According to BBC Wildlife Magazine, “because insects almost certainly evolved on land, many of their adaptations, from reproduction to the physiology of eating and breathing, are tailored to a terrestrial existence. Even those insects that live much of their lives in fresh water cannot stray too far from dry land.” As the marine ancestors of insects adapted to their new home, they lost features that were no longer necessary and gained new ones.
Unlike crustaceans, insects developed a system of oxygen intake through tiny holes in their bodies. This is more efficient than gills for breathing air. According to one major hypothesis, the gills of early insects, no longer used for breathing, became wings. Flight was another crucial adaptation, as it helped insects travel overland and to high places like treetops with ease. And for maximum stability on land, the many legs of crustaceans reduced down to six in insects.
There are numerous other examples of traits that give insects mastery of land environments, but wouldn’t be as useful under the sea. Many insects have specialized mouthparts for sucking plant juices or chewing leaves. Most go through a life cycle called complete metamorphosis, which helps them deal with seasonal food availability. The same insect can munch leaves in summer as a caterpillar, sleep through winter as a pupa, and sip flower nectar in spring as a butterfly.
Losing these traits and evolving ocean adaptations again might present a prohibitive cost of time and energy.
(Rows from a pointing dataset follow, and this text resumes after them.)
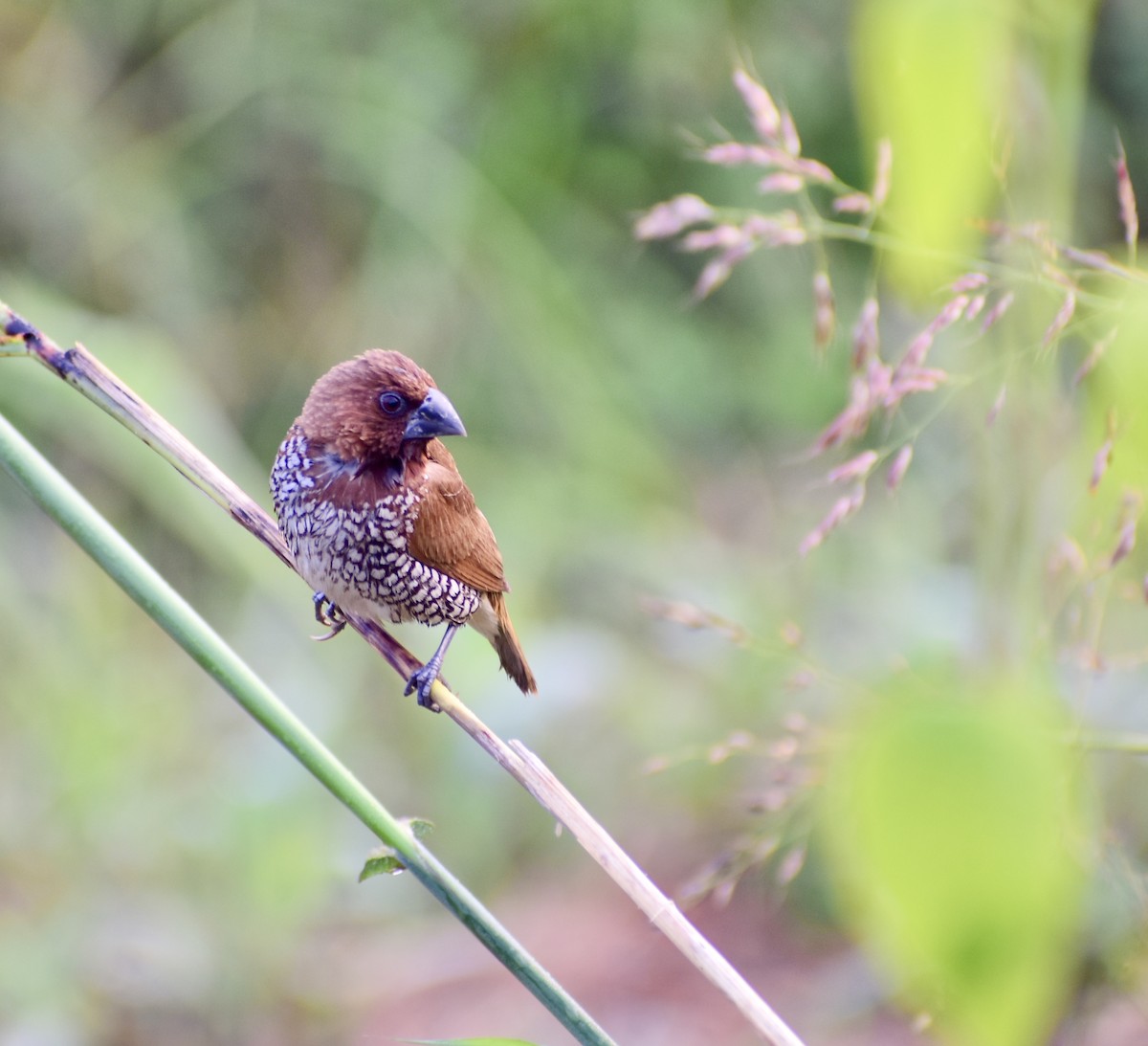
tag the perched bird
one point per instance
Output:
(378, 517)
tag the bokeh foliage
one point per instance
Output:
(224, 199)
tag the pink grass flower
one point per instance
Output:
(761, 104)
(670, 218)
(853, 203)
(899, 466)
(854, 469)
(842, 510)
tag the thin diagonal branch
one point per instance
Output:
(129, 569)
(81, 369)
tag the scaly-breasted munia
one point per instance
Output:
(378, 517)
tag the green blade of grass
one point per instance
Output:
(137, 578)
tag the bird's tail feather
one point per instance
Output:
(508, 649)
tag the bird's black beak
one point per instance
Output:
(434, 417)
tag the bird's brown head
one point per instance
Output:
(377, 407)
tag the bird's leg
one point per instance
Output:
(328, 614)
(424, 678)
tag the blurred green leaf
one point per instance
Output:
(957, 835)
(931, 78)
(384, 860)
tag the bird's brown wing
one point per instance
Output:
(451, 533)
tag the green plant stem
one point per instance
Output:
(132, 573)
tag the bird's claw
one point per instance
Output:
(422, 681)
(328, 614)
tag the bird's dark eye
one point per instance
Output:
(391, 403)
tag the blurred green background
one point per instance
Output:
(222, 200)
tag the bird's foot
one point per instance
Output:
(328, 614)
(422, 681)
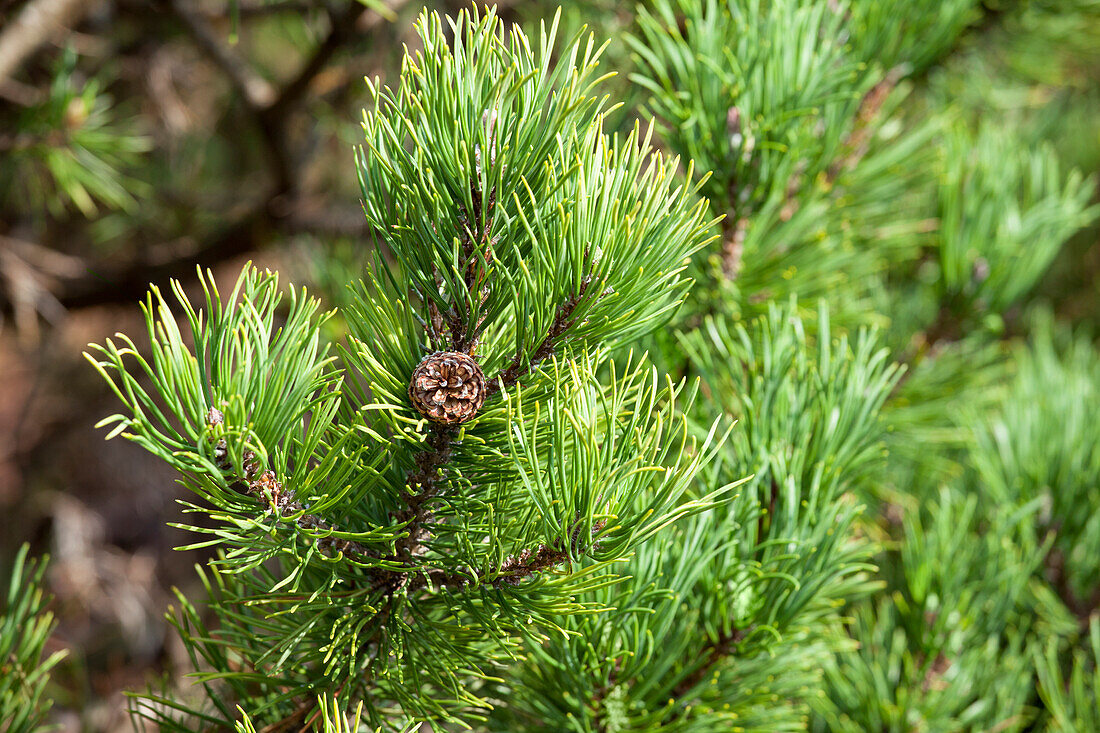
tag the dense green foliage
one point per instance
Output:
(854, 483)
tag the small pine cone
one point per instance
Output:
(448, 387)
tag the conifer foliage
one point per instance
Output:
(854, 483)
(375, 549)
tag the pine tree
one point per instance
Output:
(853, 485)
(394, 517)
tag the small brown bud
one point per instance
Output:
(215, 416)
(448, 387)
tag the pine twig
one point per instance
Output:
(518, 367)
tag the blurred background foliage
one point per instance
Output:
(142, 138)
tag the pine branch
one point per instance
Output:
(714, 652)
(519, 367)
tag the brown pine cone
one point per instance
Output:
(448, 387)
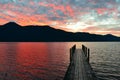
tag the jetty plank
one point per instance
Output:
(79, 68)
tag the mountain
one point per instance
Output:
(12, 32)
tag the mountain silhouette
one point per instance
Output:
(12, 32)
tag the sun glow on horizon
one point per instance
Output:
(97, 16)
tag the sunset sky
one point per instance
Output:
(94, 16)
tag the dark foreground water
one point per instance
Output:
(49, 61)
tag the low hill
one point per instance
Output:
(12, 32)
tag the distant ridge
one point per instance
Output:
(12, 32)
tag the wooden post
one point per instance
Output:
(88, 55)
(70, 55)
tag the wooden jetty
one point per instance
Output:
(79, 67)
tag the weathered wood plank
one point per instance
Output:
(79, 68)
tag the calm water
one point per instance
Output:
(49, 61)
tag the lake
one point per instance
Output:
(49, 60)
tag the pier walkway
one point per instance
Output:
(79, 67)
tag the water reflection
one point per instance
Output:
(31, 61)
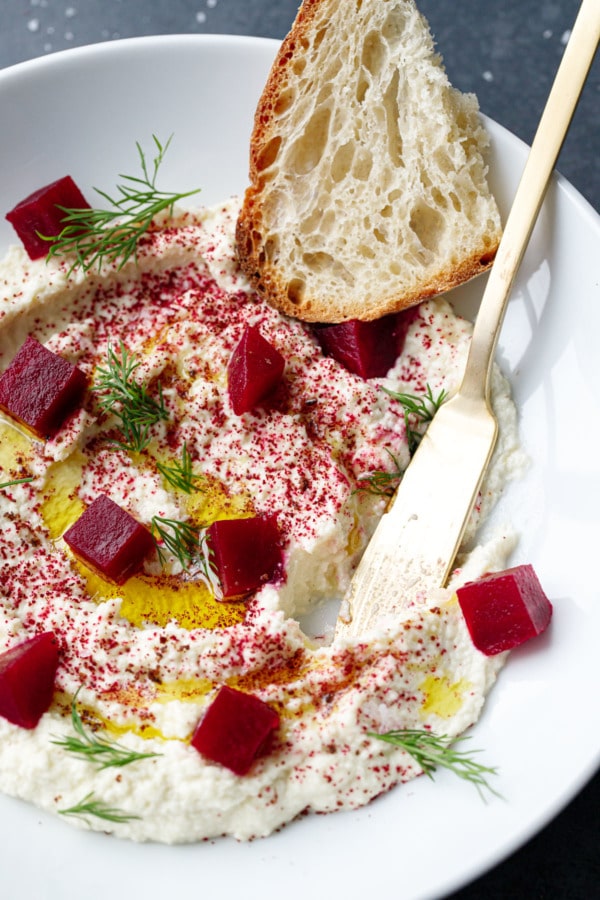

This is especially true given that crustaceans have never lost their monopoly over the sea. Insects might be better off staying put where they are than trying to compete with marine crustaceans.
Insects are one of the great success stories of evolution
The ancestors of insects came from the sea. But their long evolution on land may have made them too specialized to easily readapt to it.
For comparison, we can look at the few species of land-dwelling crustaceans: woodlice (also called pillbugs) and some crabs. They’re successful within specific niches on land, but insects are far more versatile and widespread. Terrestrial crustaceans are slow-moving compared to insects. They can’t fly, and require damp environments because they breathe through gills. Some still breed in the sea, so they can’t live too far from it. You won’t find a land crab on a mountain any more than you’d find an insect in a coral reef.
Ocean-dwelling Halobates may be an outlier, but they’re also a remarkable success in their own right. They’re the only animal that lives entirely on the ocean’s surface, and “one of the most widely distributed organisms in the world” to boot. This says a lot about just how incredibly adaptable insects are. With or without the ocean, insects are thriving.